In 2001, an SEC administrative judge ruled the city of Miami created the appearance of a balanced budget by using money from separate accounts to fill gaps in the general fund. The SEC found city of Miami administrators borrowed money from capital project accounts over a six year period, commencing in 1995, and never properly disclosed that fact to investors.
The SEC report detailing the ruling indicates the city of Miami violated Section 17(a) of the Securities Act and Section 10(b) of the Exchange Act, by making material false and misleading representations and omitting material information on its official statements in the offer and sale of 3 bond, (Sewer, Florida Power & Light, and Pension), issues. In addition, the city of Miami violated Section 10(b) of the Exchange Act by making false and misleading representations and omitting material information in its 1994 Comprehensive Annual Financial Report.
The final result was an issuance of a cease-and-desist order forbidding the city of Miami from repeating such practices.
Fast forward to 2009 when the SEC began an investigation into issues occurring between 2007 and 2009; issues very similar to those that were the subject of the 2003 SEC report. On July 23, 2012, the SEC notified the city of Miami of an investigation, alleging the city misrepresented its financial situation to investors before issuing bonds. Essentially the SEC believes the city of Miami manipulated its books to deceive bond investors.

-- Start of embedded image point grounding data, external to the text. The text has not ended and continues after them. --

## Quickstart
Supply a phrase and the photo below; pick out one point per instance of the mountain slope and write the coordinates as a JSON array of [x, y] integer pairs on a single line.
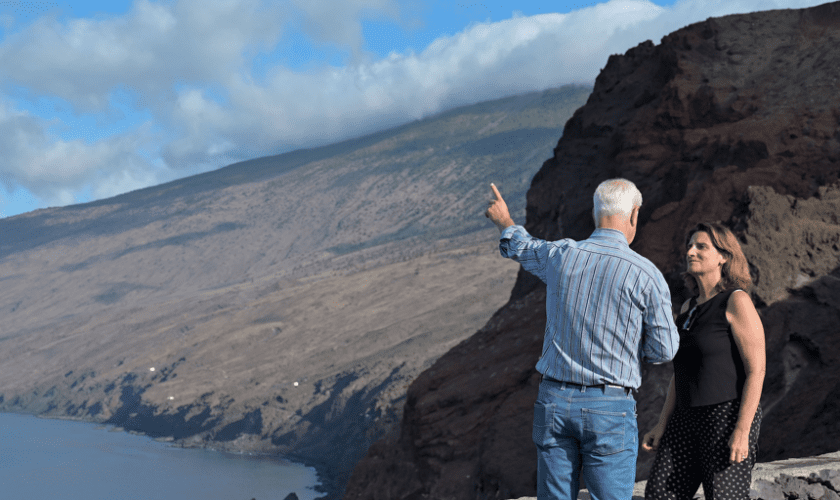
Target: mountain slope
[[284, 303]]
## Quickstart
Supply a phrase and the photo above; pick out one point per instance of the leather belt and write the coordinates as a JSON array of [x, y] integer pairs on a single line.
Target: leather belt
[[627, 390]]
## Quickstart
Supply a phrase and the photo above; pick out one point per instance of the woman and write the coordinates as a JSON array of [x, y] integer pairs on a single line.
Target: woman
[[708, 429]]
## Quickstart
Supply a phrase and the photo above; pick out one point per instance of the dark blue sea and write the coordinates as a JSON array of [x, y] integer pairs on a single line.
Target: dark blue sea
[[43, 459]]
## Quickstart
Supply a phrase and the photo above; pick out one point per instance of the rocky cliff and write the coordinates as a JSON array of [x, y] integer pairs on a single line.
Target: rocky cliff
[[735, 119]]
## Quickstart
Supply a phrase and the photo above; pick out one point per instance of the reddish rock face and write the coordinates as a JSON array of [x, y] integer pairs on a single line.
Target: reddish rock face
[[717, 107]]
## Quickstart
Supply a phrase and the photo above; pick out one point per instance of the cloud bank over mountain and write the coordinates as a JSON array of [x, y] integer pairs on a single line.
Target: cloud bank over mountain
[[172, 89]]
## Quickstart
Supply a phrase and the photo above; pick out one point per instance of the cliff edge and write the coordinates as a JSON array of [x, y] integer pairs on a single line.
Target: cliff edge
[[735, 119]]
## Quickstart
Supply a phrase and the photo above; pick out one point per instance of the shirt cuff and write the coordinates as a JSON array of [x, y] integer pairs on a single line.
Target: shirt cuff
[[508, 232]]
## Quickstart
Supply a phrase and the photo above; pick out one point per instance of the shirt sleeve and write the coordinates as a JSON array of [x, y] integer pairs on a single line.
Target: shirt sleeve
[[532, 253], [660, 340]]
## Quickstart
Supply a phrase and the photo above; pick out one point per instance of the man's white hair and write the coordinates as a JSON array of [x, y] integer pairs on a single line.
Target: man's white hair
[[614, 197]]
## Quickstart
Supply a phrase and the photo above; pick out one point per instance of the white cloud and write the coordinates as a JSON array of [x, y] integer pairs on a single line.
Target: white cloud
[[57, 171], [178, 56]]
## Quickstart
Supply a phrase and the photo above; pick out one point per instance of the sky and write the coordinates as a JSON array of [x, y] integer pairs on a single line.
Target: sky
[[102, 97]]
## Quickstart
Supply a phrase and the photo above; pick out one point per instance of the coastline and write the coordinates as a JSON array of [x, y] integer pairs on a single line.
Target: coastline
[[322, 486]]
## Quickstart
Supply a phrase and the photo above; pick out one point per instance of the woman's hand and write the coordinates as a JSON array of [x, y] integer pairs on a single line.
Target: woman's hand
[[651, 440], [739, 446]]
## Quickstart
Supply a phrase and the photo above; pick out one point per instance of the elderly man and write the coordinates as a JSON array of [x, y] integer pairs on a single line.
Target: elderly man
[[608, 309]]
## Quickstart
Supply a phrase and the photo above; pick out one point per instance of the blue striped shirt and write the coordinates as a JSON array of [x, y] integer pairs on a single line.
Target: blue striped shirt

This is the second time within the past 2 years the city of Miami has drawn the attention of the SEC, making it the only city in the United States with such a dubious distinction.
David Chase, an attorney who represents clients against SEC charges, and who was the lead investigator for the SEC during the 2001 investigation, has said, “I’m not aware of a municipality that has been down this road with the SEC twice.”
If the current SEC investigation confirms wrong-doing, it is unlikely the SEC will limit its sanction or penalty to another cease-and-desist order. It may not end there, as the SEC is also investigating city issued bonds used to finance the Miami Marlins baseball stadium; specifically, if investors were misled and if elected officials were improperly influenced.
Former City Manager (2003 – 2006), Joe Arriola, has said, “Why is anyone surprised? You can’t keep hiring idiots and think that you are going to get any kind of results.”
Former City Manager (1996), Merrett Stierheim, has said, “I’m not surprised at all that we’re going around this loop again. Historically, there has been great reluctance on the part of the commission to forthrightly deal with financial problems.”